Kohlberger eyed the seas a moment and replied, "Maybe four to five." Then the bow went over the swell and dropped into a deep trough, tossing spray to each side. "Or more," he amended.
This was a real sea trial, not one of those smooth-water cruises. And the 95 was showing her seaworthy breeding. The owner, the captain and the representatives from Cheoy Lee were all smiling. Sure, the props were a bit wanky: easily cured. But the technicians aboard to test the autopilot found it tracked impeccably even in quartering seas, and the Naiad stabilizers kept her as steady as a lighthouse. She punched into the head seas with aplomb and, surfing down-sea, tracked with fingertip adjustments.
The Cheoy Lee 95 is the latest in the 135-year legacy of this Far East builder, where literally generations of the same families have refined their skills while adding new technology. For decades, Cheoy Lee has been synonymous with Hong Kong, but the 95 is one of the first to be built at the new state-of-the-art shipyard in Doumen, China.
She is also the first launch from the new pairing of Cheoy Lee with naval architect M.G. Burvenich, and it's clearly a comfortable match. Burvenich had worked in the Fexas design office on previous Cheoy Lee projects; now on his own, he's stamped the yacht with his imprimatur.
The most obvious difference is the absence of the typical Fexas sheerline forward with its drooping clipper bow. Instead, the new 95 has upswept bulwarks surrounding the foredeck and a stainless steel handrail that rises subtly to give an even higher effect.

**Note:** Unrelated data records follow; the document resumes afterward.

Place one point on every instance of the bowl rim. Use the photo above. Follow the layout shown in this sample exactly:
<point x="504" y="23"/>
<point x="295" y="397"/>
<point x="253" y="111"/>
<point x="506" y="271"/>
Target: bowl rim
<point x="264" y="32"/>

There's no question that the designer had to push the cabin house far forward in order to accommodate the on-deck master suite, but the proud bow defuses any appearance of being heavy.
The most unusual feature of this 95 is the "non-pilothouse" pilothouse in between the saloon level and the enclosed flybridge. In profile, the 95 looks like a typical raised-pilothouse motoryacht but, in fact, the usual lower helm has been turned into a comfy lounge with a curved sofa, wide table and a great view through the forward windows. You can opt to have Cheoy Lee install a helm here but, with an enclosed flying bridge just steps away, why bother?
Besides, this "observation lounge" is a great place to watch the world go past. You're close to the galley, amidships for minimum motion and protected from wind, spray, heat or cold. David Sale and I settled into the deep leather cushions; Sale grinned and said, "I'm gonna like this."
Sale is a yacht broker's dream. "I saw the 95 at the Fort Lauderdale Boat Show, walked through her at six o'clock, and bought her at six forty-five. 'Course, then I had to call Bernice to tell her what I'd done," he says with a wink. "But she was good with it."
Bernice Sale probably had a pretty good idea what her husband, an automobile dealer and former owner of a race-car team, had in mind. Although the couple had been away from the water for five years, they'd owned a Cheoy Lee 81 before that.
This 95 had been built as a spec boat but, unlike many plain-vanilla spec boats designed not to offend potential buyers, had been given a warm and inviting look by interior designer Lisa Pirofsky. With raised mahogany paneling, it is reminiscent of a fine men's club.